How does one get a fungal infection?
The most common way of getting a fungal nail infection is through indirect contact with another person. The most common cause of fungal infections occur between family members who sharing of baths and showers.
The use of public showers like gym change rooms and public swimming pools have also been identified as areas where you can get a fungal infection.
Fungal nail infections can also occur when you already have an existing fungal infection such as athletes foot, this will make it easier for the fungus to enter the toe nail.
Fungi love dark warm places to grow. Therefore keeping the foot in a closed shoe is the perfect place for the fungus to grow and live.

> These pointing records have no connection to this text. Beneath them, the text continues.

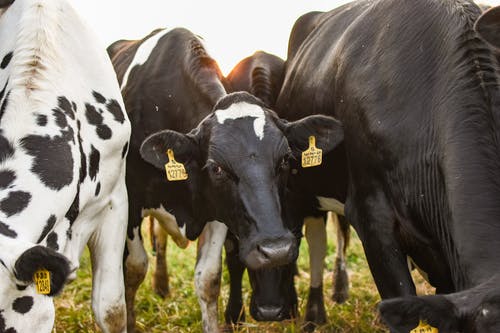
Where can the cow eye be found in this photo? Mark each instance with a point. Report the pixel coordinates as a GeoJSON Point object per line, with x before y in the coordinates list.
{"type": "Point", "coordinates": [284, 163]}
{"type": "Point", "coordinates": [217, 170]}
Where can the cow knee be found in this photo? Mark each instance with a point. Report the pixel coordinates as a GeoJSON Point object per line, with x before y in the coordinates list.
{"type": "Point", "coordinates": [160, 271]}
{"type": "Point", "coordinates": [340, 281]}
{"type": "Point", "coordinates": [136, 265]}
{"type": "Point", "coordinates": [111, 317]}
{"type": "Point", "coordinates": [315, 309]}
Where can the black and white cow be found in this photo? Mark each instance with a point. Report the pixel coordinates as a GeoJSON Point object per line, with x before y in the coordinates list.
{"type": "Point", "coordinates": [262, 75]}
{"type": "Point", "coordinates": [417, 93]}
{"type": "Point", "coordinates": [63, 139]}
{"type": "Point", "coordinates": [235, 159]}
{"type": "Point", "coordinates": [167, 80]}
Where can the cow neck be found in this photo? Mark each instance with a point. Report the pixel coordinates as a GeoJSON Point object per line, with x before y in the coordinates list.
{"type": "Point", "coordinates": [469, 159]}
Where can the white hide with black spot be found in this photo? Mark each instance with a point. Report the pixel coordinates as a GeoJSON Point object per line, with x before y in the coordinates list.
{"type": "Point", "coordinates": [63, 130]}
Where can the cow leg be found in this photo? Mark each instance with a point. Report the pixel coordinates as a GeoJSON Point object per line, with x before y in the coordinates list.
{"type": "Point", "coordinates": [106, 247]}
{"type": "Point", "coordinates": [235, 312]}
{"type": "Point", "coordinates": [374, 221]}
{"type": "Point", "coordinates": [136, 266]}
{"type": "Point", "coordinates": [160, 270]}
{"type": "Point", "coordinates": [208, 273]}
{"type": "Point", "coordinates": [340, 277]}
{"type": "Point", "coordinates": [316, 240]}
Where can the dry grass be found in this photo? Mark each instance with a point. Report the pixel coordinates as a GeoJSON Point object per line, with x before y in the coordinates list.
{"type": "Point", "coordinates": [180, 312]}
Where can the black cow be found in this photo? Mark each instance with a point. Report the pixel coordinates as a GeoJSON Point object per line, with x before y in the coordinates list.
{"type": "Point", "coordinates": [416, 91]}
{"type": "Point", "coordinates": [235, 159]}
{"type": "Point", "coordinates": [262, 75]}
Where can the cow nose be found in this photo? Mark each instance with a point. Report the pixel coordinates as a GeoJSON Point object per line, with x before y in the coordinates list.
{"type": "Point", "coordinates": [269, 313]}
{"type": "Point", "coordinates": [269, 253]}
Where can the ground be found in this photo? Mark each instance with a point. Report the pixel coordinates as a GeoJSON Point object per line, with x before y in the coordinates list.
{"type": "Point", "coordinates": [180, 313]}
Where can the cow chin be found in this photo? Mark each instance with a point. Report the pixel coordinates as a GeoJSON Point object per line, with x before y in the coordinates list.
{"type": "Point", "coordinates": [269, 252]}
{"type": "Point", "coordinates": [273, 293]}
{"type": "Point", "coordinates": [269, 313]}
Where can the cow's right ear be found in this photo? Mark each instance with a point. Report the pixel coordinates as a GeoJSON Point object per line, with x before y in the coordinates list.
{"type": "Point", "coordinates": [154, 148]}
{"type": "Point", "coordinates": [327, 131]}
{"type": "Point", "coordinates": [488, 26]}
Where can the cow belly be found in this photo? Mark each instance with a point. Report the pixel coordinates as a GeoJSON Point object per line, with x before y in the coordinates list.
{"type": "Point", "coordinates": [330, 204]}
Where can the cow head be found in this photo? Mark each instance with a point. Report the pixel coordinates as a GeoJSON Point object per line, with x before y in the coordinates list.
{"type": "Point", "coordinates": [471, 311]}
{"type": "Point", "coordinates": [22, 309]}
{"type": "Point", "coordinates": [244, 150]}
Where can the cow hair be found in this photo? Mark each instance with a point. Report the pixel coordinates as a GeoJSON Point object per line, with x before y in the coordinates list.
{"type": "Point", "coordinates": [35, 53]}
{"type": "Point", "coordinates": [202, 68]}
{"type": "Point", "coordinates": [262, 85]}
{"type": "Point", "coordinates": [41, 257]}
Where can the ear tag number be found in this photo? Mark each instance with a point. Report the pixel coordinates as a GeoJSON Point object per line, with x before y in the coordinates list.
{"type": "Point", "coordinates": [175, 170]}
{"type": "Point", "coordinates": [42, 281]}
{"type": "Point", "coordinates": [423, 327]}
{"type": "Point", "coordinates": [312, 156]}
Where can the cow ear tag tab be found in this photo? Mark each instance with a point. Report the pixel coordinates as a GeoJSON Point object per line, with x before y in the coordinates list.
{"type": "Point", "coordinates": [175, 170]}
{"type": "Point", "coordinates": [312, 156]}
{"type": "Point", "coordinates": [423, 327]}
{"type": "Point", "coordinates": [42, 281]}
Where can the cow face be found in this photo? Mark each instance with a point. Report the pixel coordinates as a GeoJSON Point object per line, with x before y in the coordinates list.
{"type": "Point", "coordinates": [245, 149]}
{"type": "Point", "coordinates": [471, 311]}
{"type": "Point", "coordinates": [20, 299]}
{"type": "Point", "coordinates": [488, 26]}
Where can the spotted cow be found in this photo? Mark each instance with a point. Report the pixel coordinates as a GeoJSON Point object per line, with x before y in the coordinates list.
{"type": "Point", "coordinates": [417, 92]}
{"type": "Point", "coordinates": [63, 142]}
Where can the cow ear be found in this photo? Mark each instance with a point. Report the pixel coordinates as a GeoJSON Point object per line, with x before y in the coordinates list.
{"type": "Point", "coordinates": [154, 148]}
{"type": "Point", "coordinates": [403, 314]}
{"type": "Point", "coordinates": [488, 26]}
{"type": "Point", "coordinates": [39, 258]}
{"type": "Point", "coordinates": [327, 131]}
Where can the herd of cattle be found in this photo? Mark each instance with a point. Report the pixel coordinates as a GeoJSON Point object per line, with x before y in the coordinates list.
{"type": "Point", "coordinates": [385, 112]}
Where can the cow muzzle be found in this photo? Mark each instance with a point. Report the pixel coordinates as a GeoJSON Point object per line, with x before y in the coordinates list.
{"type": "Point", "coordinates": [270, 313]}
{"type": "Point", "coordinates": [271, 252]}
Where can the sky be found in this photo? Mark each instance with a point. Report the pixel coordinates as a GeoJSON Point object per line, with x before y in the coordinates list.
{"type": "Point", "coordinates": [232, 29]}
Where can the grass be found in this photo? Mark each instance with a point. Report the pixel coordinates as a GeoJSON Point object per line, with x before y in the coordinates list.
{"type": "Point", "coordinates": [179, 312]}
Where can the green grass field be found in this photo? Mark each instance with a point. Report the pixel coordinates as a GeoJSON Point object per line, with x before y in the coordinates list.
{"type": "Point", "coordinates": [179, 312]}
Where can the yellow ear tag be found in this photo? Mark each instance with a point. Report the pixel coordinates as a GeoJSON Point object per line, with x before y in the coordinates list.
{"type": "Point", "coordinates": [423, 327]}
{"type": "Point", "coordinates": [175, 170]}
{"type": "Point", "coordinates": [312, 156]}
{"type": "Point", "coordinates": [42, 281]}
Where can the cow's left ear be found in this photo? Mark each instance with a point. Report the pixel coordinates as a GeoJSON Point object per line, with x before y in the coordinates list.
{"type": "Point", "coordinates": [43, 258]}
{"type": "Point", "coordinates": [404, 314]}
{"type": "Point", "coordinates": [154, 148]}
{"type": "Point", "coordinates": [488, 26]}
{"type": "Point", "coordinates": [328, 133]}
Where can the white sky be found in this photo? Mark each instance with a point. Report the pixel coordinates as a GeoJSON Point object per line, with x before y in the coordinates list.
{"type": "Point", "coordinates": [232, 29]}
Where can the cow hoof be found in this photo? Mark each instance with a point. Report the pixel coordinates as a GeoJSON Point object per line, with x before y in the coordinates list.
{"type": "Point", "coordinates": [234, 317]}
{"type": "Point", "coordinates": [341, 283]}
{"type": "Point", "coordinates": [315, 309]}
{"type": "Point", "coordinates": [161, 289]}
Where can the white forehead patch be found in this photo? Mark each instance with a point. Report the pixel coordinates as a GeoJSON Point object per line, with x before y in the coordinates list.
{"type": "Point", "coordinates": [242, 110]}
{"type": "Point", "coordinates": [142, 54]}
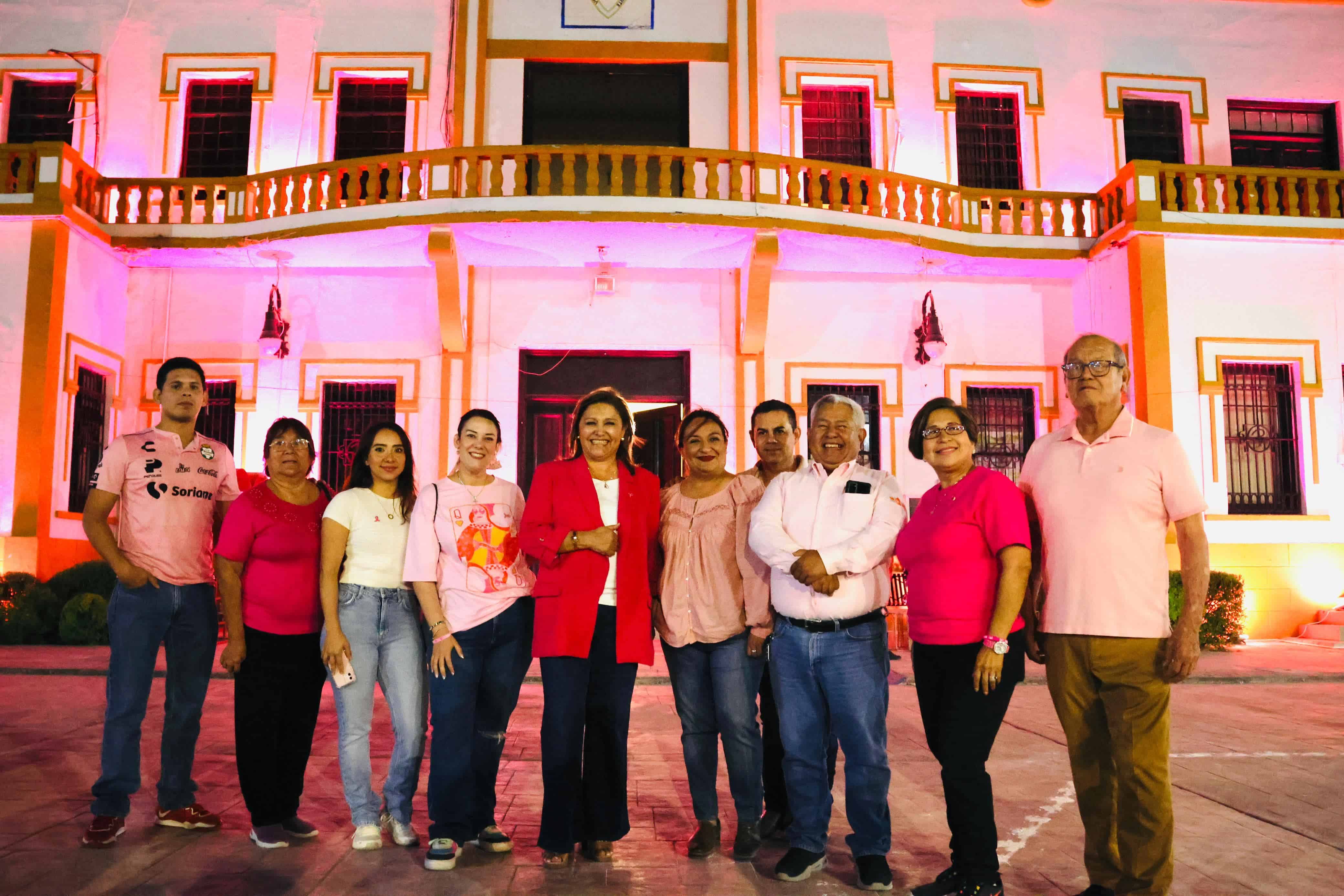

What does it do to my nails?
The fungus makes a protein that destroys the cells that make up skin and nails. Your nail will try and protect itself by thickening to produce more cells to replace the ones that were destroyed by the fungus.
People who have fungal nail infection will complain about the following:
- Thick nails
- Trouble with cutting nails
- Discolored nails that can be white, yellow, green, brown or black (it depends on the infecting agent)
The abnormal thickening may cause ingrown nails or pressure points in the shoe, which makes wearing shoes difficult.
How do I get rid of the nail fungus?
Visiting a skilled healthcare professional such as a podiatrist can make the process of treating a nail fungus easy and less frustrating, however it is important to remember it can take up to 6 months to kill a nail fungus.
Firstly the podiatrist will take a history of the condition. The nail shape, color and thickness will be examined. The podiatrist will take a sample of the nail to be sent for testing (there are other conditions that look similar to nail fungus).
Usually after taking nail clippings, the nail will be filed down and cut with specialized equipment.
Using topical anti-fungal agents are recommended, you should ask your podiatrist which they would recommend. Tablets can also be given, but these are usually left for severe cases.
It is important to sterilize clothing such as shoes and socks. Bedding should also be cleaned and as an extra precaution cleaning cupboards and drawers is also important. Sterilization is important because it prevents the infection from coming back.